Originalmente desenvolvida pelo alemão Bert Hellinger, a Constelação Familiar mistura conceitos de psicanálise, terapia primal, psicodrama e até observações de tribos zulus na África. A ideia central é que existem “ordens” naturais que, quando violadas, geram conflitos que atravessam gerações. Se alguém foi excluído da família lá atrás — um filho ilegítimo, um criminoso, ou alguém que morreu tragicamente e foi esquecido — o sistema tenta “reintegrar” essa pessoa fazendo com que um descendente (talvez você) repita o destino ou o comportamento daquele excluído.

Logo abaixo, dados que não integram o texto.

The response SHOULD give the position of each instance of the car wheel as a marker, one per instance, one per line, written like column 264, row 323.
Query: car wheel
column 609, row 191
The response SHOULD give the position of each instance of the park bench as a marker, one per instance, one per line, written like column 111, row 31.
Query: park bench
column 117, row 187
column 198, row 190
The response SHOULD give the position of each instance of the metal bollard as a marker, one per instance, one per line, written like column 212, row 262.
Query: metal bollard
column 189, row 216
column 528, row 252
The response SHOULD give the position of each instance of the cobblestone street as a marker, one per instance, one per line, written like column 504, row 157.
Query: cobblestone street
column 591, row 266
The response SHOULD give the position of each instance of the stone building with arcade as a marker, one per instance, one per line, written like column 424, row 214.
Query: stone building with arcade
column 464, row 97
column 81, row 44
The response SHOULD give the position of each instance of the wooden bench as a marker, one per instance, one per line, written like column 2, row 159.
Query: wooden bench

Na prática clínica ou nos workshops, isso geralmente acontece através da “fenomenologia”. Pessoas estranhas são escolhidas para representar membros da sua família e, supostamente, acessam um “campo de informações” que revela onde o amor parou de fluir. Mas, antes de entrarmos nos aspectos mais controversos, precisamos entender a base teórica que sustenta essa visão: as famosas Ordens do Amor.

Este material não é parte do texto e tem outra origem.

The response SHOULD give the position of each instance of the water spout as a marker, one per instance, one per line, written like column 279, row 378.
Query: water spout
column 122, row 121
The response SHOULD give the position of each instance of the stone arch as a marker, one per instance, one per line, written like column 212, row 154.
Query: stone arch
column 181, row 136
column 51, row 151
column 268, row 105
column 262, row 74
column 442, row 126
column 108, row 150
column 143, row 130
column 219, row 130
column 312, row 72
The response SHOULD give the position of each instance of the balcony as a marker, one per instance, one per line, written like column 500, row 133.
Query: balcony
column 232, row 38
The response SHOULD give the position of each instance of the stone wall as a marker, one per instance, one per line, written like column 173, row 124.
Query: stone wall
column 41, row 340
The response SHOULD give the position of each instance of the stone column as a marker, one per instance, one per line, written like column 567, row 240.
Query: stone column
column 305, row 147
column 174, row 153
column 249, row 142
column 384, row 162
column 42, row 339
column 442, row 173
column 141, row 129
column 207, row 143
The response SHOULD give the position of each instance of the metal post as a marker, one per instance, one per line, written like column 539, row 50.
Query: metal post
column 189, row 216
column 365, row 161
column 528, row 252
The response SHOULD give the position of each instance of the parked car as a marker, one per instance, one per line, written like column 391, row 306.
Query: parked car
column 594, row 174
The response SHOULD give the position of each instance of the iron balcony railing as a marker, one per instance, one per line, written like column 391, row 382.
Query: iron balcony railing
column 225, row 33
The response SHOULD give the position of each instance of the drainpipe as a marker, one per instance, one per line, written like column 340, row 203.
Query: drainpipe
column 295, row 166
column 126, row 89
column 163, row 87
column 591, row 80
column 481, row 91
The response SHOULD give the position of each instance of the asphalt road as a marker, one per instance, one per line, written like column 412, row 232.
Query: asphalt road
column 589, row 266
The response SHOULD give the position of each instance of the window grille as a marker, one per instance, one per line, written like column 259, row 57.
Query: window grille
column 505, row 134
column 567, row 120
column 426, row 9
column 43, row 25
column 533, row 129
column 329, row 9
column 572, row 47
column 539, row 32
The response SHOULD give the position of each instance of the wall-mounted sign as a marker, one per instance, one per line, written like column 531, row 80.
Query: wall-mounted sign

As Três Leis que (Supostamente) Regem o Amor
O Pertencimento: Ninguém Pode Ser Excluído
A primeira lei diz que todos que fazem parte do sistema têm o direito igual de pertencer. Isso parece óbvio, mas na prática, as famílias são máquinas de exclusão. Pense naquela tia que engravidou na adolescência e foi mandada para longe, ou no avô que perdeu todo o dinheiro no jogo e se tornou um “assunto proibido”. Para o sistema, o silêncio é uma forma de exclusão. Quando excluímos alguém do nosso coração ou da memória familiar, criamos um vácuo.
A consequência dessa exclusão, segundo a teoria, é o “emaranhamento”. Um membro posterior do sistema, muitas vezes uma criança, começa a apresentar comportamentos, doenças ou destinos semelhantes aos do excluído, como se dissesse inconscientemente: “Eu lembro de você, eu sigo você”. É uma lealdade cega e infantil que tenta trazer o excluído de volta, mas que acaba sacrificando a vida do descendente.
O trabalho terapêutico aqui envolve reconhecer essas exclusões. Não significa conviver com parentes tóxicos ou perigosos, mas sim dar a eles um lugar na sua história interna. É conseguir olhar para a foto completa da família e dizer: “Sim, você também faz parte, com seus erros e acertos”. Quando incluímos internamente quem foi excluído, a necessidade de repetição do padrão tende a cessar, liberando você para viver o seu próprio destino.
A Hierarquia: Quem Chegou Antes Tem Precedência
A segunda lei trata da ordem de chegada. Pais vêm antes dos filhos; irmãos mais velhos vêm antes dos mais novos. A hierarquia garante a segurança do sistema. O problema surge quando essa ordem é invertida, o que chamamos de “parentificação”. Isso acontece muito quando um filho sente que precisa cuidar da mãe emocionalmente, ou quando se coloca no meio da briga dos pais como se fosse um juiz ou um igual.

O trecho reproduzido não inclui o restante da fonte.